Mattis also noted that it would “probably require a residual force” training Afghan troops and carrying out missions against extremists so that they remain “at a level of threat that the local government and the local security forces can handle.”
That’s the kind of open-ended prospect that makes Trump’s populist advisers, led by Steven Bannon, recoil, the senior administration official told Yahoo News. Bannon worries that Trump would get sucked into a doomed nation-building project, the official said.
There is, however, broad consensus that the United States is not currently on a course for victory.
“We’re not winning in Afghanistan. And we will correct this as soon as possible,” Mattis told that same Senate Armed Services Committee hearing. “I believe by mid-July we will be able to brief you in detail.”
The Pentagon has made clear it wants “thousands” of additional troops, on top of the roughly 8,400 U.S. forces and about another 7,000 from NATO allies.
In that hearing, Sen. John McCain, the panel’s chairman, warned Mattis sharply that lawmakers’ patience with the Trump administration’s handling of Afghanistan was not infinite and that a plan was overdue.
“I was confident that within the first 30 to 60 days we would have a strategy from which to start working,” McCain said, adding, “Unless we get a strategy from you, you’re going to get a strategy from us.”
Hadley said success would include a political component — an effort to encourage an Afghan-led process to reach a political settlement among all Afghan parties, including the Taliban, but without making Washington responsible for the outcome of that process. And the United States should provide aid to the Afghan government to battle corruption and help provide jobs.
But Panetta warned that the United States needs to set realistic goals. “We used to talk about building a 21st-century society there, a modern economy. I just think we’ve overshot the mark, time and time again.”
But for at least one expert, the debate over what, and how much, to commit to Afghanistan is beside the point.

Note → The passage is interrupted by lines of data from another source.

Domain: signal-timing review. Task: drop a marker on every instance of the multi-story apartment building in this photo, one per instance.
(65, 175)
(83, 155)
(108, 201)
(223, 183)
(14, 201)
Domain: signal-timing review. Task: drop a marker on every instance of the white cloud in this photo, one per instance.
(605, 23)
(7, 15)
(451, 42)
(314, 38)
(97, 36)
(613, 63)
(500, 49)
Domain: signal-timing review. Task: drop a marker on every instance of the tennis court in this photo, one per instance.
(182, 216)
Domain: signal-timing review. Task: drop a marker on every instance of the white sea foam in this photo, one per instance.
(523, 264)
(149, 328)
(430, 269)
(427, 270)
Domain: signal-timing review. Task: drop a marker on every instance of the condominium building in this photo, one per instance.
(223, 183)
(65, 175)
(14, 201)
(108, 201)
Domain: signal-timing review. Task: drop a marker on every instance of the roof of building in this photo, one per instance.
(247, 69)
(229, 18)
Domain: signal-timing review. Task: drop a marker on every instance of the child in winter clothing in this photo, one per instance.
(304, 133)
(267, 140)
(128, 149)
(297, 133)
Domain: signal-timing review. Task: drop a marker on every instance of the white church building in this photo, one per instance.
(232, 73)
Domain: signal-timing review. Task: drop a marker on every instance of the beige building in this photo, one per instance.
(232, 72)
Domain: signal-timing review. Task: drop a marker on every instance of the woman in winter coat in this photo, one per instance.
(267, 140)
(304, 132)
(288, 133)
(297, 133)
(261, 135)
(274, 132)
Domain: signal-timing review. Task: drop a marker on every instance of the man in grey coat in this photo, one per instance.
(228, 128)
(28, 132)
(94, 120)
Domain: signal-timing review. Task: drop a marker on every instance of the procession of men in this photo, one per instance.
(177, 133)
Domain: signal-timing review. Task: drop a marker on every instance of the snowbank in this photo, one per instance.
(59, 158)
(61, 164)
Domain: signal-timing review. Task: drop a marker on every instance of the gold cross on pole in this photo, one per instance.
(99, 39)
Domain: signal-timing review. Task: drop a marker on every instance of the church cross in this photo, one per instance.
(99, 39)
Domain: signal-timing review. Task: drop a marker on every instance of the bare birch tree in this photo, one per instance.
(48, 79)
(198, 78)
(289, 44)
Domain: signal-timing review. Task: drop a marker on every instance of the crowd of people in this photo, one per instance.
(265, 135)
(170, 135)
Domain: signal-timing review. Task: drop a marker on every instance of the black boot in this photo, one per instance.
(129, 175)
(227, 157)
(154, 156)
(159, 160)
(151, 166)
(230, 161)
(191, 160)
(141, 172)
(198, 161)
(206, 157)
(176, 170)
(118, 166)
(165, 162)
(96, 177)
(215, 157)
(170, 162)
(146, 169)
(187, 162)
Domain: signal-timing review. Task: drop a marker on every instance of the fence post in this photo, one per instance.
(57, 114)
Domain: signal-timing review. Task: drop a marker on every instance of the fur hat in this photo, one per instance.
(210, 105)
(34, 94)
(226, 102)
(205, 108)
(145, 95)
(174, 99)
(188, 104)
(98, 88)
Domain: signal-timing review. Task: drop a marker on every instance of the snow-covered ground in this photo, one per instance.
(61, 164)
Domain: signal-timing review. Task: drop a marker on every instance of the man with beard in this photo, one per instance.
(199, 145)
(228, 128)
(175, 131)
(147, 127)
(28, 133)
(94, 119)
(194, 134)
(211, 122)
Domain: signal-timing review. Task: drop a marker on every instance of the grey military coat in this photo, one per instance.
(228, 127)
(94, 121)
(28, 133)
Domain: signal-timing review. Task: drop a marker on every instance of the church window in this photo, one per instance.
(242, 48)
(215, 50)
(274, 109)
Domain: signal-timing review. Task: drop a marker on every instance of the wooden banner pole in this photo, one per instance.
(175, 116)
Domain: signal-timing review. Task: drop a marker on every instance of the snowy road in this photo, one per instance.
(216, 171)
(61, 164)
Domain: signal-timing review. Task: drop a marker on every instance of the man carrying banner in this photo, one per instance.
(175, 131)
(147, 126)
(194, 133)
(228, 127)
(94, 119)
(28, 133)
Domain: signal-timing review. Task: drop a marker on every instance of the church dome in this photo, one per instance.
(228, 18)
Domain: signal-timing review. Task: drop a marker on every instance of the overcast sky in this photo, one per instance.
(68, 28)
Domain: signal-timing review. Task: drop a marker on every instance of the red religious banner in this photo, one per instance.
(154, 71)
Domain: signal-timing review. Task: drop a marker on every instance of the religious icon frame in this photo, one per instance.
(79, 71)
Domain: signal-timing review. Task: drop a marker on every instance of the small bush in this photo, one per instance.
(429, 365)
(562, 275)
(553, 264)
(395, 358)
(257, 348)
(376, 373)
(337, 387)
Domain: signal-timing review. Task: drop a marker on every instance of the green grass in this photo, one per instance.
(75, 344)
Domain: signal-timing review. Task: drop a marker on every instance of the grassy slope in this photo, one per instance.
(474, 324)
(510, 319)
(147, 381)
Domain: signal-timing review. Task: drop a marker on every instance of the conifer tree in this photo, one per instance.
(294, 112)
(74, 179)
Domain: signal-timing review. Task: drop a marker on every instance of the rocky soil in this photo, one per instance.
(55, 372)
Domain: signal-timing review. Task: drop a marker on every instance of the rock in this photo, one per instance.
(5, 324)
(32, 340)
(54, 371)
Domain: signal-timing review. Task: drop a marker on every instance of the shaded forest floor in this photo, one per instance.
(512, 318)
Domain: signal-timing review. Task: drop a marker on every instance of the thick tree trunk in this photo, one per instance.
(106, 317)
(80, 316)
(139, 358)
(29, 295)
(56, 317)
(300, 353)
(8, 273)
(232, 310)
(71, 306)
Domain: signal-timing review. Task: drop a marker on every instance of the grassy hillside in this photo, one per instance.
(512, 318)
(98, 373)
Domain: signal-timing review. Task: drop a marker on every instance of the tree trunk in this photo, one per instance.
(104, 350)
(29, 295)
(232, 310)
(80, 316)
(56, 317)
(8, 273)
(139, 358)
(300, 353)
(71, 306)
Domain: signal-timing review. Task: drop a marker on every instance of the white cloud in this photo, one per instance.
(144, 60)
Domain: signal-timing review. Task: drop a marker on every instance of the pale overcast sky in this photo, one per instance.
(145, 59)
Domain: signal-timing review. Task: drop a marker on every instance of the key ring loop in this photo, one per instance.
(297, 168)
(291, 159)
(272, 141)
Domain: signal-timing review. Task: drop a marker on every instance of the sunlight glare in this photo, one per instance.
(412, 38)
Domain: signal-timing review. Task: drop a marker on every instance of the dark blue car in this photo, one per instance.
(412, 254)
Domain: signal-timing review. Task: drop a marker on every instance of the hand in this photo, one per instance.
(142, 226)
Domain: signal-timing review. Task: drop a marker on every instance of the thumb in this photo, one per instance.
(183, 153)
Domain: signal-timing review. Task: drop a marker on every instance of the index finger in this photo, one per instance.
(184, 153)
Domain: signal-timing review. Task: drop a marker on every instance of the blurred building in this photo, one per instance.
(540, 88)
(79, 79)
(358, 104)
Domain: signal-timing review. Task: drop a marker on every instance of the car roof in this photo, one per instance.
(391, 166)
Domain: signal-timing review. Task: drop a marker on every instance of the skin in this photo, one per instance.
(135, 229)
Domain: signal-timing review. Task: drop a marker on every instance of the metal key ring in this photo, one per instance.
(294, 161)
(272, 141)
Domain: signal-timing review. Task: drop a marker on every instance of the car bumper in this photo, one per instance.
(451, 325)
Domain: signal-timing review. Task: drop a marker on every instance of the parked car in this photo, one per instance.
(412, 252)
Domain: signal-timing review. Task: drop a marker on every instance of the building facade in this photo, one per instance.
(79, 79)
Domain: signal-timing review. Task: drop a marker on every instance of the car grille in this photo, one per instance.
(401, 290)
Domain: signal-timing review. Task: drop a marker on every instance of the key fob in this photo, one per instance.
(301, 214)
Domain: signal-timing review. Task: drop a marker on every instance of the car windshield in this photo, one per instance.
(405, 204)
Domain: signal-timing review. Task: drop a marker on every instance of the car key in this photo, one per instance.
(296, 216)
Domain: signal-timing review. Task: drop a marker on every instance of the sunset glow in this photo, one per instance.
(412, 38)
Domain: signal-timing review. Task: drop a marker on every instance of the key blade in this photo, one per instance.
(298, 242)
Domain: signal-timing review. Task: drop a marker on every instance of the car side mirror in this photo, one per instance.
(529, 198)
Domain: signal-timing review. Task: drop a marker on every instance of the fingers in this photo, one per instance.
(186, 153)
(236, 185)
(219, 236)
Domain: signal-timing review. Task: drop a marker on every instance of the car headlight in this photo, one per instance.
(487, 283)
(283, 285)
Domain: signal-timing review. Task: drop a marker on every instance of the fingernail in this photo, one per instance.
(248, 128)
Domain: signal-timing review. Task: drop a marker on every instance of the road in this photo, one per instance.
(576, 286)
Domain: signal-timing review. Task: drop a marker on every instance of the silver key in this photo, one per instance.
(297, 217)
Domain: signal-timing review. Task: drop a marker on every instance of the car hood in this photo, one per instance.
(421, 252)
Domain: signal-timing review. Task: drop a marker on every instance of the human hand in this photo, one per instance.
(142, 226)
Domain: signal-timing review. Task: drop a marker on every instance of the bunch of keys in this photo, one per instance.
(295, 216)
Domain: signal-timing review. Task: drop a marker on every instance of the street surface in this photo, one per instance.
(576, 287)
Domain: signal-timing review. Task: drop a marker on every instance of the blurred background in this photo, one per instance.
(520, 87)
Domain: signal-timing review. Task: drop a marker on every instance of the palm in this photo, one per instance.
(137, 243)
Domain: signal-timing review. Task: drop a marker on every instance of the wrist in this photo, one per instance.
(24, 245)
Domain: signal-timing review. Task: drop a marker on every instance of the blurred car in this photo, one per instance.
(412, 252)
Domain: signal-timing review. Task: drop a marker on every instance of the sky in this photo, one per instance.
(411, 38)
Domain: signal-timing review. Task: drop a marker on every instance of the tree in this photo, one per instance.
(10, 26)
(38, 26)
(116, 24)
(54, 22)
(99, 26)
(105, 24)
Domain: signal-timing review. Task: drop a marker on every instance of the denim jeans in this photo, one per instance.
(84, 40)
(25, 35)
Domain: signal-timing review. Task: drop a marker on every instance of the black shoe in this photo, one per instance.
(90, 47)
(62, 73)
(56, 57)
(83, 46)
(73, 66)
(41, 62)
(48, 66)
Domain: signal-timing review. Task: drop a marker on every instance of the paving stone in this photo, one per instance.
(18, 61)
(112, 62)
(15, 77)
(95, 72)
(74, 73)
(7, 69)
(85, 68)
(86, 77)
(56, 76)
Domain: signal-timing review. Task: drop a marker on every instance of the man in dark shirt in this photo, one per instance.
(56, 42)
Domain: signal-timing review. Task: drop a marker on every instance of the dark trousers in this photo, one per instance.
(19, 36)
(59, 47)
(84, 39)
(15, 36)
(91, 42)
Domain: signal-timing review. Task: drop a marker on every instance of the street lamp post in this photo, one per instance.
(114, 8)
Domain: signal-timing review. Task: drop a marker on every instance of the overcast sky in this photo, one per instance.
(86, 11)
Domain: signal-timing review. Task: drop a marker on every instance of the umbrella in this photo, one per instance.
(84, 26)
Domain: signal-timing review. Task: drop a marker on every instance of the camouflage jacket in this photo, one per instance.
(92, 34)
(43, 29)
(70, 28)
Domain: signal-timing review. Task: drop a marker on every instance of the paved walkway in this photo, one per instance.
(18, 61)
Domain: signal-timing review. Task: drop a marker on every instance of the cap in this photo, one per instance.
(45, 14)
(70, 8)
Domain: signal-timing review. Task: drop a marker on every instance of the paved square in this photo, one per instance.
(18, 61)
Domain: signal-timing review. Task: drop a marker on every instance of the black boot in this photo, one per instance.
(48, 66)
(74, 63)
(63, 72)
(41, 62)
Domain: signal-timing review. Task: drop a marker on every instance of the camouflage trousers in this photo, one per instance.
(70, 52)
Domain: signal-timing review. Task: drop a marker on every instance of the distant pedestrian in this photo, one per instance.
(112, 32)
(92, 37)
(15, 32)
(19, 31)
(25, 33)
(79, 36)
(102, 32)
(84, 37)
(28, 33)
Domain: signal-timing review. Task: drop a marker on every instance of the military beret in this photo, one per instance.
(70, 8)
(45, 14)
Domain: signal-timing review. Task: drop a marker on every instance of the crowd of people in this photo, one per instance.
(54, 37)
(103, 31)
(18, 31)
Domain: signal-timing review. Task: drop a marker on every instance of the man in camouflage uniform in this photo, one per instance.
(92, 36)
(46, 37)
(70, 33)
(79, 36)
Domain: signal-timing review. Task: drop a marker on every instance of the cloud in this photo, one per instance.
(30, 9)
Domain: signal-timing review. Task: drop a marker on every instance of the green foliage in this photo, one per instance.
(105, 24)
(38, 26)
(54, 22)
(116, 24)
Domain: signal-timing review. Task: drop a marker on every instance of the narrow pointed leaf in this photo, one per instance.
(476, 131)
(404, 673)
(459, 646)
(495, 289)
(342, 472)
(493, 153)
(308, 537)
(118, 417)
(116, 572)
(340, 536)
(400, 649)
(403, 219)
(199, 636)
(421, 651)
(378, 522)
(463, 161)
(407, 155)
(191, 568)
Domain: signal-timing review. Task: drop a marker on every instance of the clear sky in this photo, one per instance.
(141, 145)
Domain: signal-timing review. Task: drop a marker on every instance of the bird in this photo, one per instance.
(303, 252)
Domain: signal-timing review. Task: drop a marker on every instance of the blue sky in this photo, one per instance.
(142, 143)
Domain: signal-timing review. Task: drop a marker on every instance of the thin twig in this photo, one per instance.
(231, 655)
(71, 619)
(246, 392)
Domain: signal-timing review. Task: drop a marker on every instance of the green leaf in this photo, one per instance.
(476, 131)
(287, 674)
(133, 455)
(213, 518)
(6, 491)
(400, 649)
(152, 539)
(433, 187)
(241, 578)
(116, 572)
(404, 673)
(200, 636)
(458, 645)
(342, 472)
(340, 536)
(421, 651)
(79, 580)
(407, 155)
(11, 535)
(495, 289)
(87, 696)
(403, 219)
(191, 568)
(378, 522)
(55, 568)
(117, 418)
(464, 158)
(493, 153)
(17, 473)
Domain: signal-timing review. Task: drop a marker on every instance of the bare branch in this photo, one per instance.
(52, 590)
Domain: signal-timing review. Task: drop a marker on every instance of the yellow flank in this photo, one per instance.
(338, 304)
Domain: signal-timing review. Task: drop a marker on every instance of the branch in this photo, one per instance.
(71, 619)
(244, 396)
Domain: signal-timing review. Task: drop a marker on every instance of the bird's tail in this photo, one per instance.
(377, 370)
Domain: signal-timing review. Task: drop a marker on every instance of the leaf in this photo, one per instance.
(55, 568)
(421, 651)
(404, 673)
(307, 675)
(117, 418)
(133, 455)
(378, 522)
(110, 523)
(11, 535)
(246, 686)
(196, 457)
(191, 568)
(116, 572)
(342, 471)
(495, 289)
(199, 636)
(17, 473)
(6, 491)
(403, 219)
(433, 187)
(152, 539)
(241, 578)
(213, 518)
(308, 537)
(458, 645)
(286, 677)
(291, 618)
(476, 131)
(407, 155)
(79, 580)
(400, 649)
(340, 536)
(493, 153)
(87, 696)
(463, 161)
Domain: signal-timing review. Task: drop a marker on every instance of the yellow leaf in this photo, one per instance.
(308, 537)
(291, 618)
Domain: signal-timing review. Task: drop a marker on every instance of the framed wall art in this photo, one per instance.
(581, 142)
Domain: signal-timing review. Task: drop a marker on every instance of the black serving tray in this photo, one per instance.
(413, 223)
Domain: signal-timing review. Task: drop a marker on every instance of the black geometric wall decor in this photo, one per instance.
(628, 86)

“What to do about Afghanistan is not the most important question for the Trump administration to address,” said Andrew Bacevich, a Boston University professor of international relations and history whose only son, an Army lieutenant, was killed in Iraq in 2007.
“The core issue is: What is the nature of this conflict we are in with Islamism? We’ve been at this now for decades,” Bacevich told Yahoo News. “It’s brought us to the longest war in our history — a war with no end in sight.”
Bacevich has long argued for a complete reassessment of America’s posture in the Middle East and against Islamists — a shift away from military solutions and towards more responsibility on local governments and local forces.
“The United States needs to cut its losses and try something else, other than the ‘war on terror,’” he said. Afghanistan is “quite literally the forever war,” in which different strategies with different troop levels have still left America in the quandary it faces in 2017.
“Where’s the evidence of progress?” he asked. “I don’t see any evidence.”